HOLLANDAISE: a journey into
an iconic fabric
10 April–1 June 2013
Opening: Wednesday 10 April, 6:30–9pm
RSVP: T +221 33 864 0248
Raw Material Company
Centre pour l’art, le savoir et la société
Center for art, knowledge and society
4074 bis Sicap Amitié 2
BP 22710 Dakar, Senegal
Hours: Tuesday–Saturday 10am–7pm
T 221 33 864 0248
Raw Material Company announces the exhibition HOLLANDAISE: a journey into an iconic fabric. The exhibition features newly commissioned works by Godfried Donkor, Abdoulaye Konate, Wendelien van Oldenborgh, Willem de Rooij and Billie Zangewa. The project is the result of a curatorial collaboration between Stedelijk Museum Bureau Amsterdam (SMBA) and Raw Material Company in the context of Project 1975.
Fabrics have played an important role in the decolonization of knowledge. Fabrics tell stories, family stories, stories of commerce, of labor, of creativity, of skills.The background for this exhibition is the long-standing commercial relationship between The Netherlands and Africa. The title refers to the colourful printed fabrics that are exported from The Netherlands to Africa, and are generally known in West Africa as Hollandaise, or Dutch Wax.
It was Dutch textile companies, such as Vlisco, who developed mass production and commercial applications for Indonesian, Javanese batik in the middle of the 19th century, and found their largest markets at the Atlantic shores of Africa. Today the bright and distinctive wax prints are regarded as typically African, while there is nothing African to them. It is the result of complex globalization processes that created a constructed image of Africanness.
Wax prints belong to the history of alternative cartography. It is the history of the appropriation of knowledge and skills that were invented and produced in Java, became incorporated in Dutch colonial trade routes, traveled and eventually acquired a new identity in Africa. By making the wax prints their own, Africans challenged the ideas that linkculture with authenticity, identity with territory, as well as the opposition of modernity versus tradition.
The colourful and indeed irresistibly beautiful fabric is an all-time business for women traders across West Africa. Generations of women in Nigeria, Benin, Togo and Ghana have built commercial empires, and such wealth with the trade of Dutch Wax prints that they are referred to as “Nana-Benz,” by virtue of their ability to afford the German car. It is fascinating how quickly this purely European product was appropriated, embraced and adopted as a means of self-expression to embody what is today generally perceived as the quintessential sign of African authenticity.
HOLLANDAISE: a journey into an iconic fabric is curated by Koyo Kouoh. Five artists from diverse practices and backgrounds were commissioned new works that interpret the trading relations and the cultural aesthetics embedded in the history of this fabric.

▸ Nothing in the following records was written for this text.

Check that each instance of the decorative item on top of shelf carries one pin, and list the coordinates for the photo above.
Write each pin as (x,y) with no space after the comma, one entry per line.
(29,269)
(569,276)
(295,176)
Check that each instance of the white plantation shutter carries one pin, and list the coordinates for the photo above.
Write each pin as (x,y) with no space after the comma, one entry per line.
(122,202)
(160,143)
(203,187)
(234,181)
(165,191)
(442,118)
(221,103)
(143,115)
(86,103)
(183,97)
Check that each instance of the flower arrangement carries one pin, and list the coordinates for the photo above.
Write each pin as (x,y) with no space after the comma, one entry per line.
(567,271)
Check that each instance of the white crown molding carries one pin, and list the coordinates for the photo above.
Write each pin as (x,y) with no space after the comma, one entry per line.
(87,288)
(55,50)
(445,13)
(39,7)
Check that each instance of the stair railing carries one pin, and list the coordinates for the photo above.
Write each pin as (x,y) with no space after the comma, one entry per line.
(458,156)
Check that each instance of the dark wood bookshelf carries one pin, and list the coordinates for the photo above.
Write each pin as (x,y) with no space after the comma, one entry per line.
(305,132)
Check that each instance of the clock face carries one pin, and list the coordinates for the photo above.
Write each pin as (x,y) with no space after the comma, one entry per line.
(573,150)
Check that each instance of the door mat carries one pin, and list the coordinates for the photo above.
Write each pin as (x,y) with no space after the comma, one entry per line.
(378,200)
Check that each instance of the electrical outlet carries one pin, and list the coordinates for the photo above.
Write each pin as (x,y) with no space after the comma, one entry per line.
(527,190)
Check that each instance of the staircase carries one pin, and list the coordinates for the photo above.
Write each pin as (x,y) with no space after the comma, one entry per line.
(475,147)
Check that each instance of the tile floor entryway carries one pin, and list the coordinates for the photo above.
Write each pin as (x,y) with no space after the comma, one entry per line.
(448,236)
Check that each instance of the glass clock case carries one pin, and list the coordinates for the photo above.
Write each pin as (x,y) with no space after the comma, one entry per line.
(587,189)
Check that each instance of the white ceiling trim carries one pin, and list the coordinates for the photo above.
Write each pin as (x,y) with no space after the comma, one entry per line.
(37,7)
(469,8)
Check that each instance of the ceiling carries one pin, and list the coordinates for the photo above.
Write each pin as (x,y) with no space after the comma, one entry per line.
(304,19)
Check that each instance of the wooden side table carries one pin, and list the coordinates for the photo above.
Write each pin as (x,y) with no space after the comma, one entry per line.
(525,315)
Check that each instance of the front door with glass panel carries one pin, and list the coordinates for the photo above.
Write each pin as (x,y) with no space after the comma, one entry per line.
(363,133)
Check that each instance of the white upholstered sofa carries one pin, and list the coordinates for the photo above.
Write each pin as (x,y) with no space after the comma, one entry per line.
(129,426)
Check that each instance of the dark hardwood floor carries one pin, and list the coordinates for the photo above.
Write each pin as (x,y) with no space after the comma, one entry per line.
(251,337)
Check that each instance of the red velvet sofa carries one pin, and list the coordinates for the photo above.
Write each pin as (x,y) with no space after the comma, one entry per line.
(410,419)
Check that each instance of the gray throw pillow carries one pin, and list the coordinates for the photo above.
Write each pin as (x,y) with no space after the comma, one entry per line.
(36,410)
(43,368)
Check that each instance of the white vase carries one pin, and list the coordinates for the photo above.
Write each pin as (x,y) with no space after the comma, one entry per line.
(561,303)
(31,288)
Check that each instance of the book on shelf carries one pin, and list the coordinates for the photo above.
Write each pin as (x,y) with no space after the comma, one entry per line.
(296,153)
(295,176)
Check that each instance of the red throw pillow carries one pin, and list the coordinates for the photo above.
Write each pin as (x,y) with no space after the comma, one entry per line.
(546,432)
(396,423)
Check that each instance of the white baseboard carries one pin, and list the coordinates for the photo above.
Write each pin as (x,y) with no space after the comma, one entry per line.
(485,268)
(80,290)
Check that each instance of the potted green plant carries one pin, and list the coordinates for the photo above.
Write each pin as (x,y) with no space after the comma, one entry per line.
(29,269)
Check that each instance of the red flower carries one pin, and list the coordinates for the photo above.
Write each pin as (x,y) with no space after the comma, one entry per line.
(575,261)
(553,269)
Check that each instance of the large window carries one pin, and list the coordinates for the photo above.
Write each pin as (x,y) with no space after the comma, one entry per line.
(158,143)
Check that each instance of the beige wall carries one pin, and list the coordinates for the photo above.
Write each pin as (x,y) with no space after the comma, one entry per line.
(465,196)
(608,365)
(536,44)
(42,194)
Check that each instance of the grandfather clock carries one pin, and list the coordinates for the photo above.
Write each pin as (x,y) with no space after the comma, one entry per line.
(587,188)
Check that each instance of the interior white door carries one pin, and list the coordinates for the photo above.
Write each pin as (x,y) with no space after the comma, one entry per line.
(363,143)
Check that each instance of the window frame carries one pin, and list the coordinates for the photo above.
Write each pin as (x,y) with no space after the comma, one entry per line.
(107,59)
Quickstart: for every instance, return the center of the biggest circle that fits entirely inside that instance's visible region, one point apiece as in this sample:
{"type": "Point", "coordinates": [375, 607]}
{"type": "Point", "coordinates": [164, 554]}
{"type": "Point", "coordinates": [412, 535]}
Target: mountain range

The exhibition presents a two-channel video, The Currency of Ntoma, by Godfried Donkor. The video tells the story of the tradition of collecting wax prints by Ghanean women. Untitled, Abdoulaye Konate’s new two-meter-by-seven-meter tapestry, depicts a moment of celebration amidst current war and politcal tensions. La Javanaise is a challenging two-channel cinematic dissection of the Dutch colonial enterprise by Wendelien van Oldenborgh. Blue to Black by Willem de Rooij is a silent critique of racial categorization translated into a specifically designed and manufactured fabric. With the silk tapestries Angelina Rising, Billie Zangewa subverts the notion of freedom and liberation with one of the most popular Vlisco designs.
The educational programme during the opening days includes master classes with students and faculty of Dakar’s Ecole Nationale des Arts with artists Willem de Rooij and Billie Zangewa as well as a two-day video workshop for young emerging women artists lead by Wendelien van Oldenborgh. The programme continues in May 2013 with lectures by Abdoulaye Konate (May 10) and Françoise Vergès (May 22).

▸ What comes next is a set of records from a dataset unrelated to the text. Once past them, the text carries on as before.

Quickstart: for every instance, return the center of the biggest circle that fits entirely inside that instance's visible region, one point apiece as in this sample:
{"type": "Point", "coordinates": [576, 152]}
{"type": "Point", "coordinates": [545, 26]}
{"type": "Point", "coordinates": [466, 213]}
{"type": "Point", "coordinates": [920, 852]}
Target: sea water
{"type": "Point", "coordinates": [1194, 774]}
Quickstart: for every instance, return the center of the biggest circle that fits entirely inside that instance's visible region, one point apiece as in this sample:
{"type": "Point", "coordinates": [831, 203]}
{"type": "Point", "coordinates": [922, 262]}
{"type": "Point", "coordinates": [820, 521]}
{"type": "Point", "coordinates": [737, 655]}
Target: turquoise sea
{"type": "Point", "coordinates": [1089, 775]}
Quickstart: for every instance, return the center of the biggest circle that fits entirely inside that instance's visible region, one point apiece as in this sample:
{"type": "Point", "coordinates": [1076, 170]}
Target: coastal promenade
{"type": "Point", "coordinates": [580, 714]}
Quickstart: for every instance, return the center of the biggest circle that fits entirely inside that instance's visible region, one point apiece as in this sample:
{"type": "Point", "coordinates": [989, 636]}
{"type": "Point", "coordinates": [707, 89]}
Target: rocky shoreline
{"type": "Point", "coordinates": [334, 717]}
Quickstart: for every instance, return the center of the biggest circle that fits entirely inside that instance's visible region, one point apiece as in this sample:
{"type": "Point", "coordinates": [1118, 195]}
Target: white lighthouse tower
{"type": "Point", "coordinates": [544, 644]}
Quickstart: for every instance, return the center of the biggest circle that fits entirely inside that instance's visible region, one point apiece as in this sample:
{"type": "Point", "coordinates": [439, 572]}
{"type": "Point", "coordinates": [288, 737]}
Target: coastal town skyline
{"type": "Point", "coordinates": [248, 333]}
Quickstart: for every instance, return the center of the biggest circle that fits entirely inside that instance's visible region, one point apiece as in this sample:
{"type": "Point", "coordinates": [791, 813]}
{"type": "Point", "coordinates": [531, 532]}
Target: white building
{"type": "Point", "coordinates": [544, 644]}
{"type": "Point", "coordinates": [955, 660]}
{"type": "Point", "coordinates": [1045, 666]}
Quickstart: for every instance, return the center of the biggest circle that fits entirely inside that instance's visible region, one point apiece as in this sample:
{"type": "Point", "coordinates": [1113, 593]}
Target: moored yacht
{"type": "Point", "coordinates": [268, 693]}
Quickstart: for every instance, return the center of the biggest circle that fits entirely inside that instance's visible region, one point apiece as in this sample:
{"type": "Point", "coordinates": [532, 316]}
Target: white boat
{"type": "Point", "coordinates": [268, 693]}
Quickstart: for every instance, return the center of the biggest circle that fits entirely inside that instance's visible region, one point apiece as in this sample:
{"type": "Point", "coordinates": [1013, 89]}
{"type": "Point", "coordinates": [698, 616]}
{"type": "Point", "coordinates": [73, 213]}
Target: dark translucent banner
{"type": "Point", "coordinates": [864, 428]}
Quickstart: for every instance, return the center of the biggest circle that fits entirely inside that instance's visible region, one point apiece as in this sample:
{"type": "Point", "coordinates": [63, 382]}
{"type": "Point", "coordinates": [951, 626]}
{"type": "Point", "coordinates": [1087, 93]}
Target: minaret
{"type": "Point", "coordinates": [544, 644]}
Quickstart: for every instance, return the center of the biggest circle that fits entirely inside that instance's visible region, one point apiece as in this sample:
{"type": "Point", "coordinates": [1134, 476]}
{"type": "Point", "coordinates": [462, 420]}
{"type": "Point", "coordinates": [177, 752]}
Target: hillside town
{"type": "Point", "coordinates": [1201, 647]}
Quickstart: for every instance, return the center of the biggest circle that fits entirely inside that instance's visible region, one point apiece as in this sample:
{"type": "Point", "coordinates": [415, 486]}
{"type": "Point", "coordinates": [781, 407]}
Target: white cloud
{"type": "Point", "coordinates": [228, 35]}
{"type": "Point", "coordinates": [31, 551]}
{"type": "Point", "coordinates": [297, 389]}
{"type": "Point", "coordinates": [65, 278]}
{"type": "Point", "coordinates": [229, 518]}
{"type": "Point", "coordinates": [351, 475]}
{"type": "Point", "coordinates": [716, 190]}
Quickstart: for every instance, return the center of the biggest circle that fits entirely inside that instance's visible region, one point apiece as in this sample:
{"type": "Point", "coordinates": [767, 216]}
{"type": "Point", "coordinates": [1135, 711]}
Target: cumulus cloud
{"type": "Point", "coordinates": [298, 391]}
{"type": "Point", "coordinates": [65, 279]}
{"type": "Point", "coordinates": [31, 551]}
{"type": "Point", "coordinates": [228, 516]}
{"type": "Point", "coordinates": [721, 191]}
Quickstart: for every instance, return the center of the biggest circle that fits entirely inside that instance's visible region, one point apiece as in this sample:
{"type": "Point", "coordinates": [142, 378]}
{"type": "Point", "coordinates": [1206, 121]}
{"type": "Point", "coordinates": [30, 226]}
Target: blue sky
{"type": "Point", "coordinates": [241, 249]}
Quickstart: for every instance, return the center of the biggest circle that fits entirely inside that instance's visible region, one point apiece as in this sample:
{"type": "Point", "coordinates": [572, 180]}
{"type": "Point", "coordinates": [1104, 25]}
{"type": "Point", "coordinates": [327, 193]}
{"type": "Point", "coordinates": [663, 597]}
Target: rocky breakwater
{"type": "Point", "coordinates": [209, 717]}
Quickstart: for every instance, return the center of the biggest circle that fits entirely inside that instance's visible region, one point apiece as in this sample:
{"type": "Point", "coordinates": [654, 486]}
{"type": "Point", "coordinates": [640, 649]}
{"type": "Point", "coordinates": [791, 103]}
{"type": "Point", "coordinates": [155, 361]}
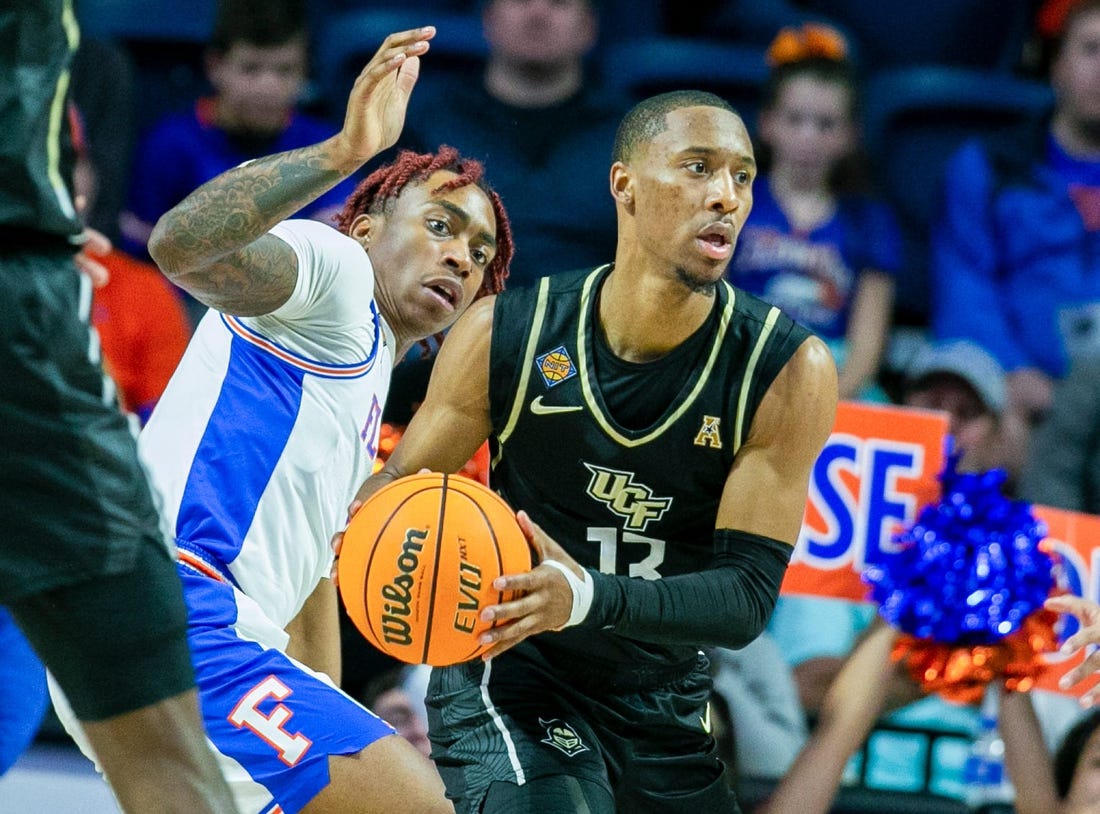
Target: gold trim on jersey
{"type": "Point", "coordinates": [57, 117]}
{"type": "Point", "coordinates": [589, 387]}
{"type": "Point", "coordinates": [743, 398]}
{"type": "Point", "coordinates": [525, 375]}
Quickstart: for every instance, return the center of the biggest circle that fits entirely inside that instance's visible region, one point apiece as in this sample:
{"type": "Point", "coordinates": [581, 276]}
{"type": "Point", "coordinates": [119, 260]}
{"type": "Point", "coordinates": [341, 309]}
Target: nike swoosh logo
{"type": "Point", "coordinates": [705, 719]}
{"type": "Point", "coordinates": [547, 409]}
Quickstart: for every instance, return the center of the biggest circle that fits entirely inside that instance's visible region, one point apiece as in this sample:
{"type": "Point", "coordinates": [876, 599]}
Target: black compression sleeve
{"type": "Point", "coordinates": [726, 605]}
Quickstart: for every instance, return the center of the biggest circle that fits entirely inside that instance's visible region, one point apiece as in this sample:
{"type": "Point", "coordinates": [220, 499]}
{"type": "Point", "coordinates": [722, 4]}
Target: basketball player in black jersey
{"type": "Point", "coordinates": [656, 429]}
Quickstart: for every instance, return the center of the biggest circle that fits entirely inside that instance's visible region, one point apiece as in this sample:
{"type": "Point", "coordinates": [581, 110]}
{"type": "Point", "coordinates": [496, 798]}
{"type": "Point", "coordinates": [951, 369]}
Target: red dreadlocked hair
{"type": "Point", "coordinates": [377, 191]}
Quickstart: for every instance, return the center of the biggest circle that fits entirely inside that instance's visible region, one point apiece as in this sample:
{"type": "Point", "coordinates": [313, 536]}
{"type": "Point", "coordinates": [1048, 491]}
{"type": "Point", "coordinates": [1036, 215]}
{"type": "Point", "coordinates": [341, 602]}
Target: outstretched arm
{"type": "Point", "coordinates": [1088, 614]}
{"type": "Point", "coordinates": [1025, 756]}
{"type": "Point", "coordinates": [215, 243]}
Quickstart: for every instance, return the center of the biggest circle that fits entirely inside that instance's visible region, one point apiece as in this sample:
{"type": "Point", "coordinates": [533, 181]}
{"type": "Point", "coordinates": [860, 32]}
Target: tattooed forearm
{"type": "Point", "coordinates": [206, 242]}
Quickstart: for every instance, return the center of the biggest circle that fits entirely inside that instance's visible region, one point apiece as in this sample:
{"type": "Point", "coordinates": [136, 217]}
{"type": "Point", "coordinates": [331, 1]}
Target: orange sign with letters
{"type": "Point", "coordinates": [876, 472]}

The exhibition comes with a highly illustrated bilingual (F/E) catalogue with writings by political scientist and cultural historian Françoise Vergès; artist and researcher Senam Okudzeto; and curators Jelle Bouwhuis, Koyo Kouoh and Kerstin Winking. In collaboration with the network of independent art centers in Africa, the exhibition travels to Nubuke Foundation in Accra in July 2013, as well as to Doual’art in Douala in September 2013.
Raw Material Company acknowledges the generous support of the Mondriaan Fonds and the embassy of the Kingdom of The Netherlands in Dakar.
For more information please contact: firstname.lastname@example.org.
About Raw Material Company
Raw Material Company is a not-for-profit center for art, knowledge and society. It is an art initiative unfolding within the realms of exhibition making, creative residencies, knowledge sharing, and archiving and production of theory and criticism. It works to foster appreciation and growth of artistic and intellectual creativity in Africa.